2. Object. -These institutions are intended as places for deposit by persons having small incomes, — the working classes. To this end some states have enacted laws preventing depositors from putting or keeping in a savings bank more than a prescribed amount, in many cases $5,000. Persons of considerable means are often attracted toward ⚫ these institutions by the security they afford, the regularity of their dividends, and the lower taxation to which they are often subjected. And they defeat the restriction above mentioned by depositing more than the maximum amount

in the names of other persons as trustees. Though this evasion has long been practiced, action against such depositors is rarely, if ever, taken.

3. Motives of Trustees and Directors. - The trustees and directors who serve are for the most part moved by philanthropic considerations. They receive no compensation, and in many cases devote much time to their selfimposed service. Nor do they organize the bank and act as managers with the view of obtaining loans, or of reaping in any other way a personal advantage. Of course, there are exceptions; what we have said correctly applies to most of them. Their service is disinterested.

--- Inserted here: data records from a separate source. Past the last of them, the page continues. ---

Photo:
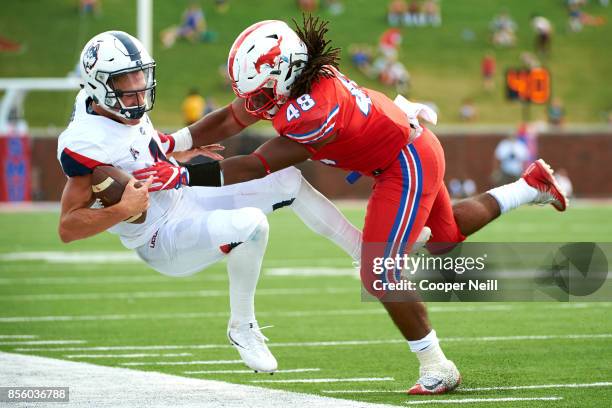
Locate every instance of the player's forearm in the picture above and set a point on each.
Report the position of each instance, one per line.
(214, 127)
(87, 222)
(239, 169)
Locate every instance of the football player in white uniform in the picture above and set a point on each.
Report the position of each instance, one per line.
(186, 229)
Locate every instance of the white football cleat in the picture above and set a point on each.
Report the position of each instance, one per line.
(251, 344)
(438, 379)
(539, 175)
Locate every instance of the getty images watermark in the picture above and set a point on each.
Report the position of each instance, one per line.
(387, 268)
(488, 272)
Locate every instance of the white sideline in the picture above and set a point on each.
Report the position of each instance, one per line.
(170, 294)
(292, 370)
(328, 343)
(18, 336)
(459, 390)
(40, 342)
(325, 380)
(475, 400)
(106, 257)
(201, 315)
(298, 313)
(139, 355)
(312, 272)
(100, 386)
(537, 387)
(195, 362)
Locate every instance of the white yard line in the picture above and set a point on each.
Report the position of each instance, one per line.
(292, 370)
(18, 336)
(139, 355)
(169, 294)
(105, 280)
(312, 272)
(459, 308)
(330, 343)
(538, 387)
(203, 315)
(505, 388)
(40, 342)
(325, 380)
(129, 388)
(106, 257)
(90, 257)
(196, 362)
(476, 400)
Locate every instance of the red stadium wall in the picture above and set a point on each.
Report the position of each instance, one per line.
(586, 157)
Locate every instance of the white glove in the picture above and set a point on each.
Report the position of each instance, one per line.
(413, 111)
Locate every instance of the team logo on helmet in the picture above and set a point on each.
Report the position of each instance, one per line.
(270, 57)
(91, 57)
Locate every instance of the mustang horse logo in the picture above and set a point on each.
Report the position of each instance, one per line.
(269, 58)
(91, 57)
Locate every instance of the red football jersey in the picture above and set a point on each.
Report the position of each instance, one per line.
(370, 129)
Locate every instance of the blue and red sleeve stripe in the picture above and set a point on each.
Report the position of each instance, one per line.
(75, 164)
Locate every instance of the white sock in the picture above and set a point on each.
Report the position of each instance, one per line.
(324, 218)
(428, 350)
(243, 266)
(513, 195)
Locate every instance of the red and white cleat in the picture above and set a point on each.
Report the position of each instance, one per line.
(539, 175)
(437, 380)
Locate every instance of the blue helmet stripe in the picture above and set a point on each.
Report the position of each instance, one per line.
(129, 45)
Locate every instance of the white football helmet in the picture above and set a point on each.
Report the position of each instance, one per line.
(105, 61)
(263, 63)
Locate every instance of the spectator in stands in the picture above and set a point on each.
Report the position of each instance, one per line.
(543, 29)
(503, 28)
(467, 111)
(529, 60)
(222, 6)
(564, 182)
(510, 157)
(431, 12)
(308, 6)
(90, 7)
(194, 23)
(415, 15)
(193, 107)
(487, 68)
(335, 7)
(389, 43)
(193, 28)
(361, 57)
(461, 188)
(556, 112)
(397, 12)
(575, 17)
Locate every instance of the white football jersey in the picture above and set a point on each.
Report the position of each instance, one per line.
(92, 140)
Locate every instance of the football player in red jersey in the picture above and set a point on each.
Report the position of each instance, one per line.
(291, 78)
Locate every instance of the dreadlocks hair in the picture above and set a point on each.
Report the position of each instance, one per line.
(320, 54)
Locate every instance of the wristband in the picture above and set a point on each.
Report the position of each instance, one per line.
(182, 140)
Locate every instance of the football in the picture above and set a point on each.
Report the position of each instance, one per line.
(108, 183)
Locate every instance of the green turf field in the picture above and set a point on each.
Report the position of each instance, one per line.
(147, 321)
(445, 69)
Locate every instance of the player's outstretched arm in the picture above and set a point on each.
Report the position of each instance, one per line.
(221, 124)
(78, 221)
(274, 155)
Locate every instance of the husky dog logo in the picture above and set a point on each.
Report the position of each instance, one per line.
(91, 57)
(135, 153)
(269, 58)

4. Savings Banks Different from Banks of Discount and Deposit. There are two or three radical differences between a savings bank and bank of discount and deposit that ought to be repeated. One of these is in the lending of money. The work of a savings bank is primarily that of investment. Depositors put their money in them, not only for safe-keeping, but to earn interest, and this is gained, not by making brief loans to merchants, manufacturers, speculators, and the like, but to individuals who wish to use it in paying for land or for houses built thereon, and do not intend to repay perhaps for several years. So long as the security is ample and the interest is promptly paid, a savings bank suffers a loan to run, for it is the very object of the institution to make permanent investments.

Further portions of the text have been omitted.